Calculating Relative Speeds: Comparing Process X and Process Y in % Difference

[xeon123]

I have a really simple question that I can't figure it out.

I have a process X that took 905 seconds to finish. Process Y took 950 seconds to finish. I want to know a) how much in % process X is faster than Y, and b) how much in % process Y is slower than X?

I think that the answer is the following.

a) Taking X as reference, X is faster (X-Y)/Y times.
b) Taking Y as reference, Y is slower 1-(Y/X) times.

Am I correct?

 

[haruspex]

a) Taking X as reference, X is faster (X-Y)/Y times.
b) Taking Y as reference, Y is slower 1-(Y/X) times

That depends what you mean by X and Y there.
Since you want how much faster one is than the other, you need to compare rates.
What are the rates? You can express them as "processes per second"

 

[xeon123]

That depends what you mean by X and Y there.
Since you want how much faster one is than the other, you need to compare rates.
What are the rates? You can express them as "processes per second"

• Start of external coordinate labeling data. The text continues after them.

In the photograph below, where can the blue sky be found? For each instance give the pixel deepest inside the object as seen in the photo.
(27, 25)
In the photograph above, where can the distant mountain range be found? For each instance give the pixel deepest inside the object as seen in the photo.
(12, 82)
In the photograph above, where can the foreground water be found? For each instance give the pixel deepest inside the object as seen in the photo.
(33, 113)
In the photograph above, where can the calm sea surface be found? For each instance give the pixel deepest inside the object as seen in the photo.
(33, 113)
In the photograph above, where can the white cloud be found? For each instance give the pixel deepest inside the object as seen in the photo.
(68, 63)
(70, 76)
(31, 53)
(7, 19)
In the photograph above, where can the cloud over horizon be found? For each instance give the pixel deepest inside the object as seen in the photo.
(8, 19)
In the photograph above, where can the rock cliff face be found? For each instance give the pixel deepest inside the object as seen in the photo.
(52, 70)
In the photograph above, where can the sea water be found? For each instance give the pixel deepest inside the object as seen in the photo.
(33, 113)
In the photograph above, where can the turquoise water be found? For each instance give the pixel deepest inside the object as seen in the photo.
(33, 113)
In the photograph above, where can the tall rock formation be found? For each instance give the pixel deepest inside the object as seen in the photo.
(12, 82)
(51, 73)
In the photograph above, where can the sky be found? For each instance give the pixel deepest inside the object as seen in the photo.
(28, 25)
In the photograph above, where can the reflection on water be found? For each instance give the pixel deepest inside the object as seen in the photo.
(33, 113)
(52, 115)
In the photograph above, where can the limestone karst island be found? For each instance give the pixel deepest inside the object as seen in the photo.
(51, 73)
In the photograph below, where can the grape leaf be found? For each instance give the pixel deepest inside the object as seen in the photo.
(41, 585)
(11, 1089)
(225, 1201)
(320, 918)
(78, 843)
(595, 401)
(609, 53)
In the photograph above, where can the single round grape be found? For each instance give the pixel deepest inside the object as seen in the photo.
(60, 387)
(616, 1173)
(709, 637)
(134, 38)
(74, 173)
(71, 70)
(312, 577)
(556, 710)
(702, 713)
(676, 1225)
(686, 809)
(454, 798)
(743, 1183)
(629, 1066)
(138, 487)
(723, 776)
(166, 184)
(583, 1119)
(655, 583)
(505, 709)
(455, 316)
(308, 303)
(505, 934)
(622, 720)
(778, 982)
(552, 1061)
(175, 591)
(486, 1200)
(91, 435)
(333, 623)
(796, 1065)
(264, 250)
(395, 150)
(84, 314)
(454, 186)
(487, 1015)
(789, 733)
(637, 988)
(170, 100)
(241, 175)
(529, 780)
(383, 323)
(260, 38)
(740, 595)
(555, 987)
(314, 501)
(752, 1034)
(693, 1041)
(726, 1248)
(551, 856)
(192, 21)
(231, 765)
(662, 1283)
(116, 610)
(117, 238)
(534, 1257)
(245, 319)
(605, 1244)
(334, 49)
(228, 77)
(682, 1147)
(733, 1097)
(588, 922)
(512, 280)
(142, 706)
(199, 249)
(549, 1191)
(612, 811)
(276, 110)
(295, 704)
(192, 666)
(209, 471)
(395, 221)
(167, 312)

My question is not related to processes per second.
I have a process X which is faster than Y. I want to know how much X is faster than Y in %, and how much Y is slower than X in %. Eg., X is faster 10% than Y, and Y is slower something in % than X.

 

[haruspex]

My question is not related to processes per second

Alice walked a km in 15 minutes, Bob took 30 minutes. Alice was faster by 15 minutes, which is 50% less than 30, but was she only 50% faster? At 4km/h, wasn't she 100% faster than Bob's 2km/h?
"% faster" means you are comparing rates, not times.

 

[xeon123]

Alice walked a km in 15 minutes, Bob took 30 minutes. Alice was faster by 15 minutes, which is 50% less than 30, but was she only 50% faster? At 4km/h, wasn't she 100% faster than Bob's 2km/h?
"% faster" means you are comparing rates, not times.

I understand your example because you use numbers easy to calculate. I don't know how to answer my example. Can you tell me if my answers are correct?

 

[Mark44]

I have a process X that took 905 seconds to finish. Process Y took 950 seconds to finish. I want to know a) how much in % process X is faster than Y, and b) how much in % process Y is slower than X?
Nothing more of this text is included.